So you think you know what you want: But are you sure?
When I was much younger and pondering having children as a life’s path, my girlfriend who had children said, “You should only have kids if you can’t live without having kids—it requires that much commitment.” When I really thought about it, I began to realize that while I had all the proper maternal instincts, the pressure to be a mom was more of a cultural society thing than my own real goal. I could live without making that choice. Ever since, I chose to “birth books and borrow babies” instead.
Marriage and long-term relationships require that much commitment too, and yet we often make the decision not because we really want the relationship we are in or the person we are with, but because we want the fantasy dream of a long-term loving relationship with someone.
When you really look at the source of your goals and desires, you will often discover that you are operating from peer pressure, social norms, and expectations or the desire to create a certain image, more than you actually want the goal. When a goal is generated by ego—the need to get approval from others or the need to control others, you may still achieve the goal (having kids, getting married, starting your own business, etc.), but you may well find that it is a struggle every step of the way.
A woman once told me that she was upset because none of the guys she had dated wanted to marry her. So I simply asked, “If they had, were there any of them that you would have said ‘yes’ to?” She replied, “Oh no, none of them were the right choice for me!” Her ego wanted these men to want her. Social training told her that the men she dated should want to marry her, but she wasn’t trained to stop and ask herself what she really wanted. Truth be told, she didn’t want to marry them, either; that recognition allowed her to move into appreciation rather than resentment. If one had asked her to marry him, her fairy tale desire to say yes would have kicked in and a very big decision may have been made for all the wrong reasons.

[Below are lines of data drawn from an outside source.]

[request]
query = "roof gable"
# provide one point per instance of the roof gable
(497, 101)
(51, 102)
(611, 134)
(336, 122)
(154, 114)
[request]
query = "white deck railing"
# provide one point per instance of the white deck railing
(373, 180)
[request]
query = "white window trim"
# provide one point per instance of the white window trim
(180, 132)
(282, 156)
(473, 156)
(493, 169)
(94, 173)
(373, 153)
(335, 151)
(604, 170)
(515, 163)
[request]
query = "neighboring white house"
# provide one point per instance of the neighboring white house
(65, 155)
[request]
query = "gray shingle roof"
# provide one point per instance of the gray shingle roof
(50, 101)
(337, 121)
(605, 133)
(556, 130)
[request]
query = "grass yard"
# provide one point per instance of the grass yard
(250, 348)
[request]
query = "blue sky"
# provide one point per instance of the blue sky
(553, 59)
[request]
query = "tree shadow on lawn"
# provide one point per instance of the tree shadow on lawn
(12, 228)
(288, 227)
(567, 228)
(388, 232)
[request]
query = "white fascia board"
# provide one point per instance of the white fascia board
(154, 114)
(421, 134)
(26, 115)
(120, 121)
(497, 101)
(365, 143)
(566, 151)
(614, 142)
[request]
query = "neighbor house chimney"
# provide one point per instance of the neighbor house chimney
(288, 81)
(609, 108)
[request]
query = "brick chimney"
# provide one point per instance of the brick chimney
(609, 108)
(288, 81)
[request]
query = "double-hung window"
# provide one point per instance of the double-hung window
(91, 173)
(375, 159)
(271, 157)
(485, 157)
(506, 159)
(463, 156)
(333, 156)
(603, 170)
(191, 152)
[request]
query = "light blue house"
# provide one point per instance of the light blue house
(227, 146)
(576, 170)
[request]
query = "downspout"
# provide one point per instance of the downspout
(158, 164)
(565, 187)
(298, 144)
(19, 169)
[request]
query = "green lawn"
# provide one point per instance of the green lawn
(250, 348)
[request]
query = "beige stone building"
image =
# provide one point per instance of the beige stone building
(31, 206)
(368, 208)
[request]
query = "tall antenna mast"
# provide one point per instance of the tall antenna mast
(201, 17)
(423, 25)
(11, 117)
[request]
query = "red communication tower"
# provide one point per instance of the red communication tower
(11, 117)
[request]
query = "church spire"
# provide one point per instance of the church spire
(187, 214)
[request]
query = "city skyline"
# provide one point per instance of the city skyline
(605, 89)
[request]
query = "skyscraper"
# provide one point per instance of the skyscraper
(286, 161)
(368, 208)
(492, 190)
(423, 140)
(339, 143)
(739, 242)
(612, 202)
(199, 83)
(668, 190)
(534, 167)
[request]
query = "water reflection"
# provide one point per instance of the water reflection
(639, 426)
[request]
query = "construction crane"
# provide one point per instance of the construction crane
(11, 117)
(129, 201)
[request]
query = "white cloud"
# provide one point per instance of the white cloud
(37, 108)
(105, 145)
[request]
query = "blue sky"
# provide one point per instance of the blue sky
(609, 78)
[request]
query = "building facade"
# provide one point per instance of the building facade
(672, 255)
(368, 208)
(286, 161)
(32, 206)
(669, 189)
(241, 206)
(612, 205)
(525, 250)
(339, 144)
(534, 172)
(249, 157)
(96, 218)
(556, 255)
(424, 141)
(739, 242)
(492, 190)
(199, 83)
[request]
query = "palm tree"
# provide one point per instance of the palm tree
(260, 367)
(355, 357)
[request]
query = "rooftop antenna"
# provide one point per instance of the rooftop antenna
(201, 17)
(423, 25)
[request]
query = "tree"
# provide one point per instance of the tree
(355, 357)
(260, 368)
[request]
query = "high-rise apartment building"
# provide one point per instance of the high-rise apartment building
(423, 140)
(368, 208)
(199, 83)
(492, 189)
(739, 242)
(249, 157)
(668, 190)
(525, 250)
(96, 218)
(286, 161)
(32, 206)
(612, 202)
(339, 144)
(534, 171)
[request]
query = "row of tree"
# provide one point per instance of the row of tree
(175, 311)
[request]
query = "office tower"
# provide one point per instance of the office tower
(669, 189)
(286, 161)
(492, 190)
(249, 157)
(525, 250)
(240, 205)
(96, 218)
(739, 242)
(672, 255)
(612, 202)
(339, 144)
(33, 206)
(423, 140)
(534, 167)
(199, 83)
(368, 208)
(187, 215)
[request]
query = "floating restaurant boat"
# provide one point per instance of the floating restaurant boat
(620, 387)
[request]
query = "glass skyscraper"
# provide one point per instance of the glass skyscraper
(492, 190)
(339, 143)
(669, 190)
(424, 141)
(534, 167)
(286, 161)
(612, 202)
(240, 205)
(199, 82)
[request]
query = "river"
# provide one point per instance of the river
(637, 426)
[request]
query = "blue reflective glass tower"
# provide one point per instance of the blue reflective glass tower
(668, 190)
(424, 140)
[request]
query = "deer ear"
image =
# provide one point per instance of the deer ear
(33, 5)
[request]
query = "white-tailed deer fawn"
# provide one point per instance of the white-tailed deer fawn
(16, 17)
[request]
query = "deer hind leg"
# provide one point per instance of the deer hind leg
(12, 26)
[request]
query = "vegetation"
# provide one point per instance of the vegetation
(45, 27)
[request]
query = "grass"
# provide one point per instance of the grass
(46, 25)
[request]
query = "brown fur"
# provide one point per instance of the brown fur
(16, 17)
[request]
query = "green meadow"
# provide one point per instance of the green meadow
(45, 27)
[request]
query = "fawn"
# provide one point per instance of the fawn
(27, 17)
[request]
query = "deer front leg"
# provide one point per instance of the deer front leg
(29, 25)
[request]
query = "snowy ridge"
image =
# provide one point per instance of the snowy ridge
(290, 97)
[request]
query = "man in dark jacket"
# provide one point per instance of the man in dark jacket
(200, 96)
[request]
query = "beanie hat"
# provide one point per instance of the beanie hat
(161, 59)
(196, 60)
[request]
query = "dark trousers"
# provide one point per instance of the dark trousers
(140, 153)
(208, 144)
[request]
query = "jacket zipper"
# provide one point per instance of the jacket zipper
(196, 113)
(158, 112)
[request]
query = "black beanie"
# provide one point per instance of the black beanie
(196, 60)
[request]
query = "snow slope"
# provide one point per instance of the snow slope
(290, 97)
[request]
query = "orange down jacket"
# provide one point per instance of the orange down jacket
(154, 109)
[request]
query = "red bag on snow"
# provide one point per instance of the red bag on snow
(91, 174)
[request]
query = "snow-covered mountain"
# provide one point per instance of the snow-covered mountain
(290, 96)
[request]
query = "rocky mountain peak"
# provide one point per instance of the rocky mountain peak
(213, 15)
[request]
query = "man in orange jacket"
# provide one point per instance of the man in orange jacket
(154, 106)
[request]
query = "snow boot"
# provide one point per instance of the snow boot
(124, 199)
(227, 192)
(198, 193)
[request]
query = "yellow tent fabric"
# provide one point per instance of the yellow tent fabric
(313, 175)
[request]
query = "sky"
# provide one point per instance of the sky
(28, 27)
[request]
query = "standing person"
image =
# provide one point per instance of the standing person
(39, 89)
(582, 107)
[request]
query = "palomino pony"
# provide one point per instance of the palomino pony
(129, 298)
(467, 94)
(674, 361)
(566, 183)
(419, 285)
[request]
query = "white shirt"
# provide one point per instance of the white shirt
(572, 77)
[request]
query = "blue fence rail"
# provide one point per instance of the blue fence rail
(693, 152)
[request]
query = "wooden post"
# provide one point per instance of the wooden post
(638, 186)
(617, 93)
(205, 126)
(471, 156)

A young woman friend of mine who is in the dating stage of life recently confided in me that all of her friends are getting married and having kids and she realized that watching them was pushing her “It is time for me to get married and have kids” buttons. When she really stopped to examine whether that was truly what she wanted at this stage of her life she realized it was not—nor had she met the right guy yet. My guess is that one of the reasons that one out of two marriages end in divorce is because we don’t take the time to make sure we are marrying the right person for the right reasons at the right time. Once we do make that choice, we often don’t make sure that we have the skills and capacity for transcending our ego (judgment, jealousy, possessiveness, the need for approval, and the need to be right) so that we are capable of being compassionate and loving.
The same holds true for any major decision—starting a business, taking on a new job, going to school for a higher degree, moving to a new place. Whenever you discover a desire or a goal, take the time to analyze whether this is something you really want, something that will really make you happy or will serve you over time. Ask yourself if your commitment is so great that you can’t live with the decision not to do that thing. If you know it is what you really want to do or that this step will bring you what you really want, then go for it, fully committed to learn what you need to know to make give it a good chance of success. Go forth knowing that this decision is your choice.
Love Tip of the Week: What do you want—and why?
Love Tip of the Week: As you launch into a commitment, define “success.” A successful relationship may not be one that lasts, but rather one from which you learn and grow.